Pet Portraits and Other Commissions
Hey, y'all! I've been approached in the past to do commissions for friends for free, but this is the first time someone has offered up-front to pay for one. Now I'm at a loss as to what sort of fee to charge. Any suggestions/opinions would be greatly appreciated.
Melissa Bailey 0 last edited by
In the past, I've approached pricing commissions based on the size of the work, charging $1 per square inch (this was a few years ago so the going rate might now be higher, also depending on where you're located). It makes it super simple to calculate a price: say the work was 11 x 14 inches, I charged $154 plus supplies. (Multiply 11 x 14 to get the total square inches, then multiply that by the price per square inch.)
Another way to price is based on timing -- how long you think that it'll take you to complete the work, then multiply that by your hourly rate.

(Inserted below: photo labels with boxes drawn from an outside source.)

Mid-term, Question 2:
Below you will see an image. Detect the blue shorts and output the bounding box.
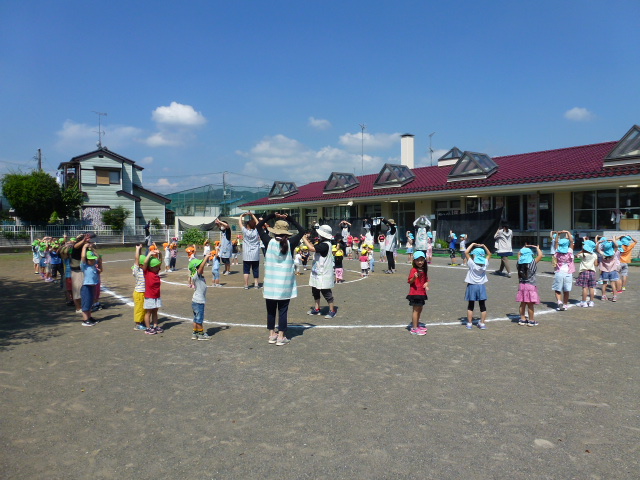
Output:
[191,302,204,325]
[600,270,620,282]
[80,285,96,312]
[464,283,489,302]
[551,272,573,292]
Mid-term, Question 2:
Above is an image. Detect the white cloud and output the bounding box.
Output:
[309,117,331,130]
[339,132,400,151]
[151,102,207,127]
[236,135,384,185]
[56,120,142,151]
[564,107,595,122]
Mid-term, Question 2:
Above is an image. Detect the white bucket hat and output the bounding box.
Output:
[316,225,333,240]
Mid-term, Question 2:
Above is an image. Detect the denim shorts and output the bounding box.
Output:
[191,302,204,325]
[551,272,573,292]
[600,270,620,282]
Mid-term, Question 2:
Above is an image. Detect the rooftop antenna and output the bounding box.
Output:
[429,132,436,165]
[354,123,367,175]
[92,110,107,148]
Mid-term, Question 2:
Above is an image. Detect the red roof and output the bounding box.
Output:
[242,142,640,207]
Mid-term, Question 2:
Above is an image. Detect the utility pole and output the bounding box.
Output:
[360,123,367,175]
[93,110,107,148]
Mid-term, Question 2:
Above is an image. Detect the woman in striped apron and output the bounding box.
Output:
[256,213,304,345]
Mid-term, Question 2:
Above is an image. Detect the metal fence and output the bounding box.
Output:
[0,225,182,247]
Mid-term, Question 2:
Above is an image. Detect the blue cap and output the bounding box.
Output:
[518,247,533,264]
[471,247,487,265]
[582,240,596,253]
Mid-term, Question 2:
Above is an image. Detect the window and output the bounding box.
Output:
[96,168,120,185]
[373,163,416,189]
[322,172,360,193]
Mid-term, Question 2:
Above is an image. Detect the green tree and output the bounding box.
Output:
[2,171,62,224]
[180,228,207,245]
[56,181,84,218]
[102,205,131,232]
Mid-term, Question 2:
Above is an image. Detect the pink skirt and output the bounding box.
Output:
[516,283,540,305]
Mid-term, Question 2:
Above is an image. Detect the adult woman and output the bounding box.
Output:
[256,213,304,345]
[215,218,233,275]
[493,223,513,278]
[238,212,260,290]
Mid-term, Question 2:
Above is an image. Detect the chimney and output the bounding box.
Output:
[400,133,415,168]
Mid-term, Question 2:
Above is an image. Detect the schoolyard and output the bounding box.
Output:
[0,249,640,480]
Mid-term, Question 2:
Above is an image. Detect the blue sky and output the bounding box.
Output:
[0,0,640,193]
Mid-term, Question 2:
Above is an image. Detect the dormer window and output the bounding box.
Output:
[373,163,416,190]
[322,172,360,193]
[269,182,298,199]
[96,168,120,185]
[604,125,640,167]
[447,152,498,182]
[438,147,463,167]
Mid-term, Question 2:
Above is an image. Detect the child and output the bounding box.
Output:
[449,230,458,267]
[80,242,98,327]
[131,245,147,330]
[576,240,598,307]
[407,251,429,335]
[162,243,171,273]
[210,246,221,287]
[598,240,620,302]
[459,233,467,267]
[464,243,491,330]
[552,230,576,312]
[614,235,638,293]
[406,232,413,263]
[300,245,310,271]
[331,242,344,283]
[296,247,302,274]
[142,250,164,335]
[516,245,542,327]
[184,245,196,288]
[189,258,211,340]
[360,248,369,277]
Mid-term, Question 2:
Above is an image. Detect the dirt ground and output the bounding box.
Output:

There are other approaches to pricing -- probably as many approaches as there are illustrators! Hope this is somewhat helpful. ️
@Melissa-Bailey-0 ~ Thank you so much!!
Hi Pinky! Do you mean pet portraits or also those of people? Are they illustrations based on the person/pet or are they realistic, traditional oil/pastel images? Will you do your own photos for reference, sittings for adults? There are people who do nothing but portraits. I used to be one of them (people, not pets). You can find out more (possibly including prices) starting from the links below:
Prices range, but a professional portraitist can earn a similar amount to what one would receive as a picture book advance. Then again, the work can take months, similar to a picture book.
I do see now that some people do stylized illustrations based on the subjects, and post their work on Instagram. I suspect those cost in the hundreds instead of thousands.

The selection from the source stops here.